A physical theatre piece based on The Street of Crocodiles was staged by Theatre de Complicite in collaboration with the National Theatre, London in 1992.
In 2006, as part of a site-specific series in an historic Minneapolis office building, Skewed Visions created the multimedia performance/installation The Hidden Room. Intertwining aspects of Schulz's life with his writings and drawings, the piece evoked the many-layered stories of his life and imagination through movement, imagery and highly stylized manipulation of objects and puppets.
"From A Dream to A Dream", a performance based on the writings and art of Bruno Schulz, was created collaboratively by Hand2Mouth Theatre (Portland, Oregon) and Teatr Stacja Szamocin (Szamocin, Poland) under the direction of Luba Zarembinska between 2006—2008. The performance premiered in Portland in 2008.
Physical theatre company Double Edge Theatre premiered a piece called Republic of Dreams in 2007 based on the life and works of Bruno Schulz.
Cynthia Ozick's 1987 novel, The Messiah of Stockholm, contributed to popularizing Schulz's work.
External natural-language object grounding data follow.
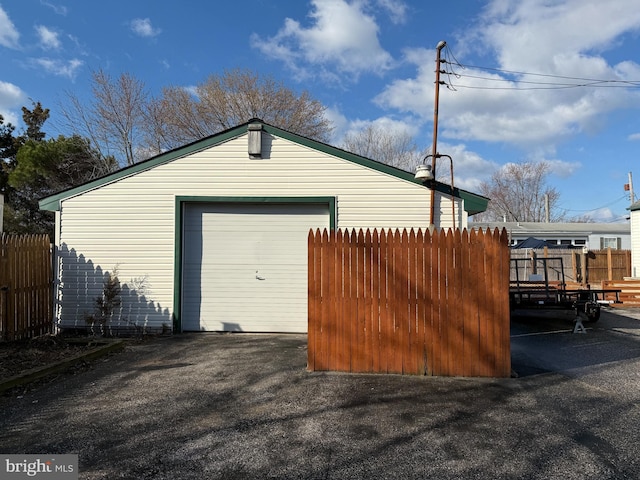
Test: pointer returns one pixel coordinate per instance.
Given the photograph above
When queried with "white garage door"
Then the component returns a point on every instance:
(245, 266)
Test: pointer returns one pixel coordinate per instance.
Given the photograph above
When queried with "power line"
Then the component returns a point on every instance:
(580, 82)
(613, 202)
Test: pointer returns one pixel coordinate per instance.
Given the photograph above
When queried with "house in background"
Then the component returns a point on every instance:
(592, 236)
(212, 236)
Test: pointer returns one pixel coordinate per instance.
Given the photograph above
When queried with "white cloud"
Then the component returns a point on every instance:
(469, 168)
(9, 36)
(143, 28)
(397, 10)
(59, 9)
(48, 38)
(520, 109)
(59, 68)
(11, 98)
(342, 37)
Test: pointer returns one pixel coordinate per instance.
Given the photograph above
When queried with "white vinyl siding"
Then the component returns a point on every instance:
(129, 224)
(245, 266)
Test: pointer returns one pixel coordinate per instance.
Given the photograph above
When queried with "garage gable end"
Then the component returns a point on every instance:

Her text concerns a Swedish man convinced that he is the son of Schulz, who comes into possession of what he believes to be a manuscript of Schulz's final project, The Messiah. Schulz's presence also informs Israeli novelist David Grossman's 1989 novel See Under: Love. In a chapter entitled "Bruno," the narrator imagines Schulz embarking on a phantasmagoric sea journey rather than remaining in Drohobycz to be shot.
Polish writer and critic Jerzy Ficowski spent sixty years researching and excavating the writings and drawings of Schulz. His study, Regions of the Great Heresy, was published in an English translation in 2003, containing two chapters additional to the Polish edition: one on Schulz's lost work, Messiah, and the other on the re-discovery of Schulz's murals.
Israeli writer Amir Gutfreund refers to Bruno Schulz in two stories of his book The Shoreline Mansions. The first story, "Trieste", tells the story of a man who learned drawing with Bruno Schulz, and after the war found Schulz's lost drawings and kept them for him. Another story in the book is "If Bruno Schulz Sat Here".